In this post, we’re going to dive into the role and limitations of security agents in the cloud, and put forth a different approach for cloud infrastructure security: agentless deep scanning.
It is time to rethink the role of agents in the cloud. While they still play an important purpose in a cloud world, agents are best served as a last line of defense for threat protection and EDR.
There are multiple limitations and challenges for security teams when it comes to using agents in cloud environments that make them ill-suited for security usage beyond runtime and EDR however. Agents are not the best option for visibility, or risk and compliance assessment. Let’s take a look at why that is.
One of the largest challenges for securing the cloud with agent-based solutions is coverage. Agents only work on machines they’re deployed on, and it’s difficult for security teams to get those agents implemented across the cloud environment. DevOps teams are the ones that need to actually deploy the agents across resources, and with ownership spread across many teams, security teams face a monumental task both in getting visibility into every resource in the cloud so they know where they need to put the agents, and in getting the right developer across teams to actually install their agent. This creates a situation where security teams aren’t even aware of what they’re not covering.

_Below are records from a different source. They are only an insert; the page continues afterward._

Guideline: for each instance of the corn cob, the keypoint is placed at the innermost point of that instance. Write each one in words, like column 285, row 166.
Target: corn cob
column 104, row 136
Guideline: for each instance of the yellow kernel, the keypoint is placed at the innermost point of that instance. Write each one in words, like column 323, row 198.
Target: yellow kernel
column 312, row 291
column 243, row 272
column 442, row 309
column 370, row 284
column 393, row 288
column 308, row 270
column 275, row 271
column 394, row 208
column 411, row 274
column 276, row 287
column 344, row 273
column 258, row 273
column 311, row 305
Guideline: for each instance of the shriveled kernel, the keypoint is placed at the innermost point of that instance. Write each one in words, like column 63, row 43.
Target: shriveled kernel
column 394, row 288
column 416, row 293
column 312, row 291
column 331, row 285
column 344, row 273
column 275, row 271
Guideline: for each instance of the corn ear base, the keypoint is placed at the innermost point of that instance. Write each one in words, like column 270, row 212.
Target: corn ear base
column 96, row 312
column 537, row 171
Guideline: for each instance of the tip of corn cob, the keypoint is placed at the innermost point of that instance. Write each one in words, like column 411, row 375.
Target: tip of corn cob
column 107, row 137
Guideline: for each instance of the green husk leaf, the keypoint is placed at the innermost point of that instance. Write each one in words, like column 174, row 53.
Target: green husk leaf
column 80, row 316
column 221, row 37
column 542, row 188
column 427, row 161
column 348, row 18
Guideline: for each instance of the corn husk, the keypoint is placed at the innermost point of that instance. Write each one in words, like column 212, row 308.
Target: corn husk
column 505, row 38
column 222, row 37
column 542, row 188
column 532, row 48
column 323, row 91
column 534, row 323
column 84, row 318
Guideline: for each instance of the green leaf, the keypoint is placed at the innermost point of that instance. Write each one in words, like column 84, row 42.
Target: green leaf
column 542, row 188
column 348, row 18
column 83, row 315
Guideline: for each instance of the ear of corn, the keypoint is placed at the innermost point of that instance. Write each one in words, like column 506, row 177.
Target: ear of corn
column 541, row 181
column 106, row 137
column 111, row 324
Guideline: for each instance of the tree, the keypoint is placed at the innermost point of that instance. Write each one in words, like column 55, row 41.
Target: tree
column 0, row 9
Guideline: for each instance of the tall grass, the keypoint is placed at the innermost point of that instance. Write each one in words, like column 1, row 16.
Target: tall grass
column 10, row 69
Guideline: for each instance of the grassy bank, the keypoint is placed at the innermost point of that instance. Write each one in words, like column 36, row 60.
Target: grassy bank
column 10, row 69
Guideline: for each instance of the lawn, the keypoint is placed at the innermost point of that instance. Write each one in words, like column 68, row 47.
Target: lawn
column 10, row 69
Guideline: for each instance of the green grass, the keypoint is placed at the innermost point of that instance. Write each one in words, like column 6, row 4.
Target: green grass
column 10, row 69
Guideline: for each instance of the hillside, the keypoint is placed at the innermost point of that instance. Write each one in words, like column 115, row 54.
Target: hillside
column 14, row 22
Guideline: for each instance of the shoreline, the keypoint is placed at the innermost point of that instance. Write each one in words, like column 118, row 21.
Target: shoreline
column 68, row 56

Finding the right owner only matters for resources you can install agents on at all. There are several types of resources that agents aren’t able to handle, such as ephemeral resources that only exist for a few minutes, or marketplace images that cannot be modified. Additionally, agents aren’t able to scan machines that are stopped or paused, leading to gaps in coverage.
With these challenges, it is extremely common for organizations to end up with less than 50% of their cloud environment covered by agents. This makes agents better suited to serve a role as an additional layer of defense for the most critical resources, rather than attempting to cover the entire cloud with them.

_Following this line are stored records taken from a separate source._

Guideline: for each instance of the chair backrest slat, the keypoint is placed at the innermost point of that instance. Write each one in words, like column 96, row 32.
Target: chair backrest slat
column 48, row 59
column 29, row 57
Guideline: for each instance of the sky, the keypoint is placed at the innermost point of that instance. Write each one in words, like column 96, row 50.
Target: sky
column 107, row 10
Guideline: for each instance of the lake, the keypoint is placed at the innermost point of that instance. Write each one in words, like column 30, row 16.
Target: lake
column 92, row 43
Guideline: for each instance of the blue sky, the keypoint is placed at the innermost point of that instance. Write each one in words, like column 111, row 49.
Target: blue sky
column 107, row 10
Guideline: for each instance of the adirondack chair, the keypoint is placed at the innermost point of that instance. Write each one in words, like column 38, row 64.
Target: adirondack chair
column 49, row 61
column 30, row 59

Once an agent is installed, that’s not the end of the story. Agents need to be maintained and managed just like any other piece of software. Agents evolve, and each new version of the agent has to be tested and validated before it’s rolled out to the environment, which adds strain on security and DevOps teams.
On the flip side, cloud resources also evolve, so security teams must make sure that the agents they have out there support the latest kernel updates. The risk here is the potential to crash a resource or application if there’s misalignment, or for the agent to become a security risk itself if it is not patched. Some vendors have built-in protections to ensure that an agent won’t crash a resource if it doesn’t recognize the kernel, but even if using an agent with such functionality, the capabilities of the tool will be reduced.
Keeping agents updated and staying on top of the impact of resource changes on agents is a full time juggling job for security teams, and one where it’s easy for a ball to drop and impact cloud security posture.